Hong Kong chief executive Leung Chun-ying has threatened to sue a popular local newspaper over “vicious and malicious” accusations of corruption surrounding a multi-million dollar payment he received from Australian firm UGL months before taking office.

Mr Leung issued a legal letter to Apple Daily on Thursday over an editorial it published earlier this month, saying its campaign urging newly-elected lawmakers to pursue the leader over the controversial $7 million payment made in 2011 had potential to jeopardise his chances of re-election.

Details of the payment were first revealed by a Fairfax Media investigation during the height of Hong Kong’s citywide pro-democracy protests in 2014, heaping further pressure on the embattled leader and attracting high-level scrutiny in Beijing.

Mr Leung has yet to confirm whether he will seek re-election during next year’s chief executive election, but the legal letter is the strongest indication yet he is considering doing so.

“The usage of the false corruption allegation to prevent Mr CY Leung from exercising his constitutional right to stand for the ­re-election … if he chooses to, demonstrates the very serious kind of malicious and injurious motive,” Mr Leung’s lawyers wrote.

The letter also objects to the newspaper’s “disdainful” use of nicknames for Leung such as “Wolf Ying”, “Liar Ying” and “689”, the last a reference to the number of votes from the 1200-strong election committee which voted him into office in 2012.
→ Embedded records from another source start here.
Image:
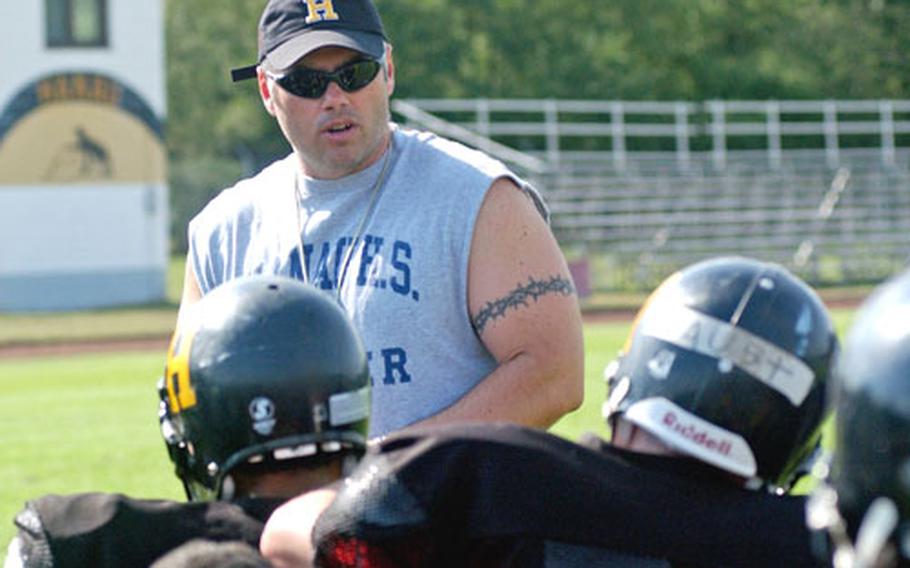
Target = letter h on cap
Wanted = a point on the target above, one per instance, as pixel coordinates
(320, 11)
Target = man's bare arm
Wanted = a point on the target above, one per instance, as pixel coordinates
(191, 291)
(525, 310)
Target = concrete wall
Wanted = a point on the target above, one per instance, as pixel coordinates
(83, 190)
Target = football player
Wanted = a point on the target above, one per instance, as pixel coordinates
(265, 396)
(715, 405)
(864, 505)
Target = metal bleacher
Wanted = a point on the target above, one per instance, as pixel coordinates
(637, 189)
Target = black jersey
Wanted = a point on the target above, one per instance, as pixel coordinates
(102, 529)
(502, 495)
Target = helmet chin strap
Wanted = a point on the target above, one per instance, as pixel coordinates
(872, 539)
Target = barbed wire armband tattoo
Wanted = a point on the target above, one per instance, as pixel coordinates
(521, 297)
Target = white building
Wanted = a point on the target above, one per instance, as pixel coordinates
(83, 184)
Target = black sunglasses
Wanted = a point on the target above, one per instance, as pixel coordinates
(312, 83)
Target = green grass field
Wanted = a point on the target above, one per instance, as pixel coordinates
(88, 422)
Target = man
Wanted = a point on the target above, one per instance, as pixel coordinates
(265, 396)
(715, 404)
(863, 508)
(441, 256)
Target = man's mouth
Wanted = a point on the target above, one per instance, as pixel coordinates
(339, 127)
Apple Daily published extracts of Mr Leung’s legal letter on its news website, but the South China Morning Post said it omitted part of the letter stating that the UK Senior Fraud Office “has decided not to start an investigation” into Mr Leung.

Mr Leung has repeatedly denied wrongdoing over the payment from UGL despite sustained pressure from his political opponents and scrutiny from Hong Kong’s Independent Commission Against Corruption. The engineering firm made the payment as part of a deal to take over property firm DTZ, of which Mr Leung was a director.

Hong Kong’s Journalists Association expressed “shock and regret” over the potential effect of Mr Leung’s legal action on freedom of speech, while Apple Daily’s chief editor Chan Pui-man dismissed Mr Leung’s complaint as “ridiculous and laughable”.

Mr Leung had also threatened legal action in 2013 against Hong Kong Economic Journal columnist Joseph Lian, who had penned an article linking him with Hong Kong’s triads.

Apple Daily has often run a staunchly critical line against Mr Leung. Its founder, retail and media tycoon Jimmy Lai, has been a vocal pro-democracy supporter and was a visible presence at protest camps during 2014’s Umbrella Revolution.

This story Administrator ready to work first appeared on Nanjing Night Net.